24.相続する財産が自宅(土地と建物)くらいしかないのですが、相続対策は必要ですか?

 

必ず相続対策をしなければいけない、というわけではありませんが、相続対策をしておくことで無用なトラブルを避け、相続手続きをスムーズに行うことができます。

 

一般のご家庭では、遺産相続における財産が自宅とわずかな預貯金だけ、というケースがほとんどかと思います。
財産は自宅くらいだし特に相続対策はしなくてもいいや、と判断するのは尚早です。相続においては、「財産が自宅(とわずかな預貯金)だけ」ということが争いの元になることも珍しくありません。

 

相続財産は自宅だけで、相続人が複数いるような場合、誰が自宅を相続するのかという問題があります。
これは一見シンプルな問題にも思えますが、実は結構厄介なのです。

例えば、父・母・長男・次男の4人家族で父のめぼしい財産は自宅くらいという場合、母が自宅に暮らしているから自宅は母が全部相続すればいいよ、ということで子供を含めた相続人間で話し合いがまとまればそれで一件落着なのですが、なかなかそうはいかないご家族も多いです。
相続人の中には、自分も財産がほしいと主張して譲らない方もいます。

 

では、どのような対策が考えられるでしょうか?

 

遺言書で対策する場合

仮に、父が「自宅は母に相続させる」という遺言書を遺したとしても、財産をもらえない長男と次男には遺留分がありますので、遺留分減殺請求権を行使されれば自宅の持ち分をあげることになります(長男と次男が遺留分を主張しなければ上げる必要はありません)。

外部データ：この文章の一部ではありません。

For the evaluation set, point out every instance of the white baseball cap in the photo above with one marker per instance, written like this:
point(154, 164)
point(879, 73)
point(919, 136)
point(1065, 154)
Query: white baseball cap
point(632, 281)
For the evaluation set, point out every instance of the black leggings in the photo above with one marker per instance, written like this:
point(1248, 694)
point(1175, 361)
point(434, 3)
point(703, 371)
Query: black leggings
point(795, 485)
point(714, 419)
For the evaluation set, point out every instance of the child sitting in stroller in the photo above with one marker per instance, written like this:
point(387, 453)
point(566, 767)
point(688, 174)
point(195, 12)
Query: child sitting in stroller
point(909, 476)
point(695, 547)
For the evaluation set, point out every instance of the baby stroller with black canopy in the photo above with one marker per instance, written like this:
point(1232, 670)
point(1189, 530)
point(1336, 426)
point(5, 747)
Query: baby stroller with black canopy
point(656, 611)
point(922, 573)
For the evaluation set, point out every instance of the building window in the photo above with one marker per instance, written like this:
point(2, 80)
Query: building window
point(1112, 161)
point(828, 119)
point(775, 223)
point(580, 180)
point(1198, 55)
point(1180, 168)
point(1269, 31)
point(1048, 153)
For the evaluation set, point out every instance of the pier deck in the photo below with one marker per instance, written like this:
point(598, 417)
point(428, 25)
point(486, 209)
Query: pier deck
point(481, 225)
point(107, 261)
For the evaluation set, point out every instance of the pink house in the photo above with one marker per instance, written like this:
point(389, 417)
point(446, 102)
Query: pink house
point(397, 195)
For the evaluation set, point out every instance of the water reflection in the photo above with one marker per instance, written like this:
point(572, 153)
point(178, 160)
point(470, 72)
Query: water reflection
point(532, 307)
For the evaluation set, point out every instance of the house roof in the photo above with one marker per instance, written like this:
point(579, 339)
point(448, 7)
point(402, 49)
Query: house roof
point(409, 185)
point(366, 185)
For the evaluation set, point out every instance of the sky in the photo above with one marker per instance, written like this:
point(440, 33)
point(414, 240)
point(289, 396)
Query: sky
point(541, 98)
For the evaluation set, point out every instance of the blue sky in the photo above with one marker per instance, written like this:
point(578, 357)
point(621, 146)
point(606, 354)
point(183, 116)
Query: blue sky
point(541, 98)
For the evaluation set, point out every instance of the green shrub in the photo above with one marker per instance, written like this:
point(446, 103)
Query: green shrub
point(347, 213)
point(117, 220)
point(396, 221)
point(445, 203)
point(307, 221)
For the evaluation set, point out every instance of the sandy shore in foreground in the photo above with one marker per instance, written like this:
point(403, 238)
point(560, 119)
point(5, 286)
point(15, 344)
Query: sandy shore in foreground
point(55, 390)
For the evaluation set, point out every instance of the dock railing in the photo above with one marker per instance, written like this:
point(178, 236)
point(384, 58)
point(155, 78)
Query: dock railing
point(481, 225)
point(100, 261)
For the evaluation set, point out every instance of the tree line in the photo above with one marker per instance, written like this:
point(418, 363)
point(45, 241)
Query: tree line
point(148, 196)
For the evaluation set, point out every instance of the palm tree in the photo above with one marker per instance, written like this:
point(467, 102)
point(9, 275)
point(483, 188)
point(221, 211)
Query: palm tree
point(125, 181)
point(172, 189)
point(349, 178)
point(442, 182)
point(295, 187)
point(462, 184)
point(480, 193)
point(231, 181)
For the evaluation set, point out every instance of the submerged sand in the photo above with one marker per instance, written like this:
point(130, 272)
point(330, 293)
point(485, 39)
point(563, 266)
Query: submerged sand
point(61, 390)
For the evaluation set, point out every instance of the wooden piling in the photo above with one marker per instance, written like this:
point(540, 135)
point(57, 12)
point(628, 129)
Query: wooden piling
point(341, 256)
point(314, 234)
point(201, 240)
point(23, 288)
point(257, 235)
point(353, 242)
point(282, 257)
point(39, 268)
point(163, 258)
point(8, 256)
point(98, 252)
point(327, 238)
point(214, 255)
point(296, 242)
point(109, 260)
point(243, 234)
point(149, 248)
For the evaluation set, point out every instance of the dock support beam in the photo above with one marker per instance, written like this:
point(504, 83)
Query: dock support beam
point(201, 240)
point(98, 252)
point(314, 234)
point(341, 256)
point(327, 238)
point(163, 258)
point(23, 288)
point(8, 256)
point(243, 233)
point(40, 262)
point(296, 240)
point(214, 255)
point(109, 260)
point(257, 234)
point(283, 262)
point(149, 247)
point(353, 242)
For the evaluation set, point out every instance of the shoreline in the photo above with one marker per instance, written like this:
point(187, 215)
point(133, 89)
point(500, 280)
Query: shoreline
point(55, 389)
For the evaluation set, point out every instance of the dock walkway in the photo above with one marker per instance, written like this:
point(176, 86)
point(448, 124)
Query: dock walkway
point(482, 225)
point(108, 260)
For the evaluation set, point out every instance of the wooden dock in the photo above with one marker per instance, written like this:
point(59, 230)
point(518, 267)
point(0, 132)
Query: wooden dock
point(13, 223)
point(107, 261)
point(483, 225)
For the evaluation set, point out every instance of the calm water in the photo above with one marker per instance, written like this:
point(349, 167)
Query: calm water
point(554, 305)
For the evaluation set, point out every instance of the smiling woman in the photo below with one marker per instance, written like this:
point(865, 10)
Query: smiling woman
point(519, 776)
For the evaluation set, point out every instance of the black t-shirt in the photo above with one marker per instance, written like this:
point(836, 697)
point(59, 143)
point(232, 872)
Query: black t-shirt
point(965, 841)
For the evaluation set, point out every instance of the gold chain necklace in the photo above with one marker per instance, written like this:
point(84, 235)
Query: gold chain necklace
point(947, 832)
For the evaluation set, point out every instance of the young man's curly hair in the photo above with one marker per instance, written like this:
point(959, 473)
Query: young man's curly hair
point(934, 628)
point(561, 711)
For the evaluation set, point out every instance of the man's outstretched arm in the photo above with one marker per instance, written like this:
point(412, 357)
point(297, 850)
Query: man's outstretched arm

長男と次男に自宅以外の財産を遺すことで遺留分を満たすことができればいいですが、自宅以外の財産がなければそれもできません。

遺言書の付言事項で、長男と次男には納得するように伝言を遺すことはできますが、そこに法的拘束力はないので効果は未知数です。

換価分割で対策する場合

相続財産(自宅)を売却(お金に換価)して、その売却代金を相続人間で分ける方法を換価分割と言います。

しかし、自宅を売ってその売却代金を相続人間で分けても、自宅で暮らしていた母は住む場所を失ってしまいます。
自宅で引続き暮らす母としては換価分割での方法は避けたいところです。

代償分割で対策する場合

代償分割とは、母が自宅を全て相続する代わり(代償)に、長男・次男に金銭等の財産をあげる相続方法を言います。
しかし、母に代償金を支払えるだけの金銭がなければ代償分割はできません。


この代償金を確保するために生命保険を利用することも一つの方法です。
自宅を相続させる相続人(母)を受取人とする生命保険に加入することで、母はその生命保険金を代償金に充てることが可能になります。

生命保険金は相続財産ではなく、遺産分割の対象にもならないので、母は生命保険金を全て受け取ることができます。

なお、死亡保険金は「みなし相続財産」として相続税が課税されますが、「500万円×法定相続人の数」の非課税枠がありますので、生命保険をうまく活用することで相続対策をすることも可能です。
(関連情報として「相続放棄と生命保険金」もご参照ください。)

まとめ

相続では、どこで争いが起こるかわかりません。
仲の良かった家族が、お金が絡むことで険悪なムードになってしまうことも珍しくありません。

ウチの家族は仲が良いから、ウチはたいした財産はないから、と安心するのは少し早いのかもしれません、

今一度、どのような相続対策をすれば円満な家族関係を維持していけるのか検討してみてはいかがでしょうか?